Arcata revises Jacoby plaque to acknowledge Wiyot ancestral lands
Arcata is rewriting the Jacoby Building plaque to drop a phrase about “Indian troubles” and name Wiyot ancestral land. The change reopens a fight over who gets to define Plaza history.

Arcata’s revised Jacoby Building plaque strips out the old language that described the building as a refuge in “Indian troubles” and replaces it with an explicit acknowledgment that the City of Arcata sits on the unceded ancestral lands of the Wiyot Tribe.

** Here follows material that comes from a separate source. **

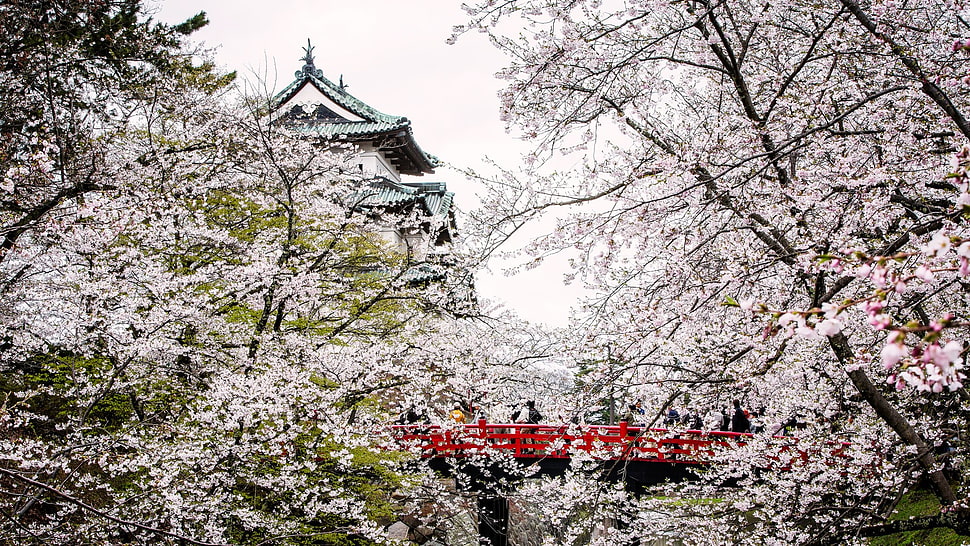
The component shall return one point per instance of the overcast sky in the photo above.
(393, 56)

That shift matters because the Jacoby marker has never been just a plaque. It has long helped define what people at Arcata Plaza are told about the city’s past, and the old wording had become a flashpoint for its treatment of Wiyot history as a vague backdrop to settler life. The new text turns that around, naming Wiyot land directly and framing the revision as a correction to a public message that had stood for years.
The building itself, California Historical Landmark No. 783, dates to 1857, when Augustus Jacoby had the basement and first story constructed at the southeast corner of Eighth and H streets. California State Parks’ landmark description says the building “served occasionally as a refuge in time of the Indian troubles from 1858 through 1864,” a line that has remained visible in the official record even as the plaque language changed. The property later passed to A. Brizard in 1880 and was added to the National Register of Historic Places on June 17, 1982.
The plaque now being reworded was first placed on June 8, 1963, by the State Park Commission in cooperation with the Humboldt County Historical Society, the City of Arcata and Brizard Company. That makes the current change less like a new interpretive sign than a revision of a 1960s-era civic message, one now being brought into line with Arcata’s current land acknowledgment.

Arcata’s own official language says the city rests on the unceded ancestral lands of the Wiyot Tribe and on land known as Goudi’ni, meaning over in the woods or among the redwoods. The city says that acknowledgment is intended to help dismantle settler-colonial legacy narratives, a goal that now appears to be reflected in the plaque’s new wording.
The broader context is familiar in Arcata. In 2018, the city removed the McKinley statue from the Plaza and voted to replace another historic monument, underscoring how often the city’s public spaces become battlegrounds over memory, identity and power. The Jacoby plaque revision continues that pattern, but with a sharper point: whether Arcata is correcting history, sanitizing it, or trying to do both at once.